Shared Services Benefits
The benefits of a dedicated shared services organisation focused on guiding and supporting Community Organisations are very achievable and sustainable. Trinity College Dublin carried out a detailed study in 2019 to look specifically look at the benefits of CRANN as a shared services organization and its contribution to the community. These benefits include the following:
Benefits of CRANN Shared Services
CRANN identifies actions that need to be taken to ensure the services are sustainable through a rigorous assessment of the financial structure and delivers cost effectiveness through its guidance and support.
CRANN’s expertise in Service Management, HR Management and Financial Accounts for example is tried and tested delivering high quality service to member organisations.
One of the areas that CRANN has a particular strength in is Governance and how governance is achieved through its structures and procedures. This gives peace of mind and minimizes any potential exposures in this area.
In providing Shared services across a range of management and administration areas Service Centre Managers can spend substantially less time working on these areas and more time delivering their core service to the community.
CRANN has the ability to utilize its resources to support an organisation that has an immediate need or requires help with a specific project through the flexibility and commitment of its staff.
One of CRANN’s mantras is ‘We Listen, We Advise, We Guide, We Support.
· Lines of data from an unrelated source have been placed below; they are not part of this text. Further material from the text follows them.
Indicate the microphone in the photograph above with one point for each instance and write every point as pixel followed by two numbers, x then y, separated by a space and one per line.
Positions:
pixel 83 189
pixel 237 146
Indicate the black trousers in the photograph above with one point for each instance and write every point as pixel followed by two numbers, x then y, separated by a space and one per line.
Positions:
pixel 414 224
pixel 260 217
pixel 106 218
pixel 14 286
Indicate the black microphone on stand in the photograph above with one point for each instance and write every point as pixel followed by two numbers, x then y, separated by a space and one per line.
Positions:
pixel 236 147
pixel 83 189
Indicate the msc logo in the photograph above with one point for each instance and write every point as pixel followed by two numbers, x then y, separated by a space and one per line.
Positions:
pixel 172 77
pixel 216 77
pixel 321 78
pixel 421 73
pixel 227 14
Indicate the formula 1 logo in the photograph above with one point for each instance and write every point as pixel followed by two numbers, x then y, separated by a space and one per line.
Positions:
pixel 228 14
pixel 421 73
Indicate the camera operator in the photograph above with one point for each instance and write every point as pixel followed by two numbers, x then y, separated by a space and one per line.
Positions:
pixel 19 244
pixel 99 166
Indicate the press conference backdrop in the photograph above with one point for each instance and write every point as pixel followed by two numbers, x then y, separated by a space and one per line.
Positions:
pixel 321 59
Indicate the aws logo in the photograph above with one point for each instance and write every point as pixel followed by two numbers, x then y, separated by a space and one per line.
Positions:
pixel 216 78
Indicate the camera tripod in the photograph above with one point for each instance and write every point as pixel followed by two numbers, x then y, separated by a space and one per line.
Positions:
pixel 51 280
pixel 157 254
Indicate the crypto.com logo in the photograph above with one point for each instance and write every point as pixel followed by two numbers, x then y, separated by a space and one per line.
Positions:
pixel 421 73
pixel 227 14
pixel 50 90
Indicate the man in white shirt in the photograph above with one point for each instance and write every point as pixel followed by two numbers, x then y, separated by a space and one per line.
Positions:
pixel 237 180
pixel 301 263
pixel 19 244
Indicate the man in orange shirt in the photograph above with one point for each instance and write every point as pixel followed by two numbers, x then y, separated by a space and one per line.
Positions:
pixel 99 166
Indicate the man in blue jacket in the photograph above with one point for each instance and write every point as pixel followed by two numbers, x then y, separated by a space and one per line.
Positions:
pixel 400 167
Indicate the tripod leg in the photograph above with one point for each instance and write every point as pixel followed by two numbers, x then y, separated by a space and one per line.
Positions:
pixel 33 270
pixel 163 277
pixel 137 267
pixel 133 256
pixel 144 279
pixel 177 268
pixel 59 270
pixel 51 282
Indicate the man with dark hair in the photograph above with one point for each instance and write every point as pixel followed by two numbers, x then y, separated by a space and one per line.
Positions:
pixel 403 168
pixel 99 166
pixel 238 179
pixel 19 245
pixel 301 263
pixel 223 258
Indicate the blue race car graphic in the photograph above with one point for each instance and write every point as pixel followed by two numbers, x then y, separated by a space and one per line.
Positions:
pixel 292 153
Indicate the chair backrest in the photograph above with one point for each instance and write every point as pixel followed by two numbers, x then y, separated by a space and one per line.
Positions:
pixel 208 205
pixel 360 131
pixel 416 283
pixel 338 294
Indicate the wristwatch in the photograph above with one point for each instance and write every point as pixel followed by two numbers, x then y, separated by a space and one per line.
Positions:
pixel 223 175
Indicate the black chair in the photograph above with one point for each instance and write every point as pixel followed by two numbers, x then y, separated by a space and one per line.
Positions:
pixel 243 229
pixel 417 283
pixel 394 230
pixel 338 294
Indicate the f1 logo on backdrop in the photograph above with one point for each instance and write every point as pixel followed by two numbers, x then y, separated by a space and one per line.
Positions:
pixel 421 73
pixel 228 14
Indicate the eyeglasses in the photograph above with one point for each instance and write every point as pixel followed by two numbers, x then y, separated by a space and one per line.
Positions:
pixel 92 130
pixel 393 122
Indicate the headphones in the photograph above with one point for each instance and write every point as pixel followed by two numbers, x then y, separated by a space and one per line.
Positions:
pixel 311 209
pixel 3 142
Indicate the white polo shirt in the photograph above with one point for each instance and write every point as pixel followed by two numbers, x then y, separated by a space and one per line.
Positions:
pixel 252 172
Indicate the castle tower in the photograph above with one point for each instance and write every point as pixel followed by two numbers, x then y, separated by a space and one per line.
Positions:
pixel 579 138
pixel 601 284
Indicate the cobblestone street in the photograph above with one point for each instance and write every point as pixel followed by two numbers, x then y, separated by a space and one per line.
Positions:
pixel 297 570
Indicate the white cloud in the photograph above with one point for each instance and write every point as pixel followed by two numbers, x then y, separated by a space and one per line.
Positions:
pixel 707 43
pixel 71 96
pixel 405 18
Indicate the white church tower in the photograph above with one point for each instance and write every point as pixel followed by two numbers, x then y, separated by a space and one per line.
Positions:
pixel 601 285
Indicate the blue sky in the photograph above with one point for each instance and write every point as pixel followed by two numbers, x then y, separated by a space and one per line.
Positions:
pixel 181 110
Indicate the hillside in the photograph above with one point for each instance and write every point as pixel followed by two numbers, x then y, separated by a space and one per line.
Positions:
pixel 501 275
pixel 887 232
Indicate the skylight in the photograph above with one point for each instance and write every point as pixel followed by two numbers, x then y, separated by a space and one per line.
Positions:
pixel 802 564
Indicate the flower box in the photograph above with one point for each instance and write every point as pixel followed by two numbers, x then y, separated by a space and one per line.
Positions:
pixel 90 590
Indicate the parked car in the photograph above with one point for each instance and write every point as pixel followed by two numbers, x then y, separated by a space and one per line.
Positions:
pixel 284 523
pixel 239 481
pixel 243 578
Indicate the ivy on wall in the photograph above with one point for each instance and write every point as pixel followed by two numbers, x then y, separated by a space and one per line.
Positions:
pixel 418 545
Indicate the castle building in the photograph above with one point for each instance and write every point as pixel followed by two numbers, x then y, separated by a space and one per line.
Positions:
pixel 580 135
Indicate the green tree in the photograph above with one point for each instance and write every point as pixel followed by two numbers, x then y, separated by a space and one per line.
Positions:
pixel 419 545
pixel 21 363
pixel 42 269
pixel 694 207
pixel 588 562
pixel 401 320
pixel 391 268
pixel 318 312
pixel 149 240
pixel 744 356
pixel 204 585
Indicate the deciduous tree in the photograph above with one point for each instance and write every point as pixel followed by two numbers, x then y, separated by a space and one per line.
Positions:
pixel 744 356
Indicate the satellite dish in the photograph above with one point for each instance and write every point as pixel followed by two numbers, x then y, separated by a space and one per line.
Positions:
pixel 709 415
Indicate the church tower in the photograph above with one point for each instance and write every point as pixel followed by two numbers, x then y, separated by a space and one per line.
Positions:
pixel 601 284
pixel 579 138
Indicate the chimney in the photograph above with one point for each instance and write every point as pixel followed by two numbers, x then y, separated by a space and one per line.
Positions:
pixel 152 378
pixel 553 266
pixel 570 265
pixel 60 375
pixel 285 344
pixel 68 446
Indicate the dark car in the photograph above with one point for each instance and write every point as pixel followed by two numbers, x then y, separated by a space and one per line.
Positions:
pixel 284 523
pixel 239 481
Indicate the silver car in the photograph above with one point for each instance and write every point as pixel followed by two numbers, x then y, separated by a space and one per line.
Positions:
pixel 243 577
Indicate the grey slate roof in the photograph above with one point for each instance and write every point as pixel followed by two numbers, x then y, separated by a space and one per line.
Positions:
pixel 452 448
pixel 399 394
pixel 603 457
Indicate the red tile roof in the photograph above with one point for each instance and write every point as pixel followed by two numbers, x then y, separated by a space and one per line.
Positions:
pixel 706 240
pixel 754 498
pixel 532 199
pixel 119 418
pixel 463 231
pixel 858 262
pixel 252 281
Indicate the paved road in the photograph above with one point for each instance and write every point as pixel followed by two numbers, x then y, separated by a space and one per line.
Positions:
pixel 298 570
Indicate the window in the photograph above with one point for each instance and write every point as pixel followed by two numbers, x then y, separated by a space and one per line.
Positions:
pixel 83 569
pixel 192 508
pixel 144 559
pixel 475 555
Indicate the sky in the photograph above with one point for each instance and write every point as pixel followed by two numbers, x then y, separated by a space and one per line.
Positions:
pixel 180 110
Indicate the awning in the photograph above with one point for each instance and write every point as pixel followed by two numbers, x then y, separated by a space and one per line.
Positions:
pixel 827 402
Feedback from member organisations and backed up by the Trinity College Dublin study gives support to view that CRANN delivers on its purpose.
Benefits of Shared Service - Member Focus Group
"More time for staff and site management to focus on children"
"Staff able to focus on using mentoring, reflective practice, assessments to improve teaching and learning."
"Shared Services enables euros and time to be reinvested in teaching and learning."
"Sharing staff promotes efficiency; eliminates duplication of effort."
"Reduced administrative costs provides more investment in staff."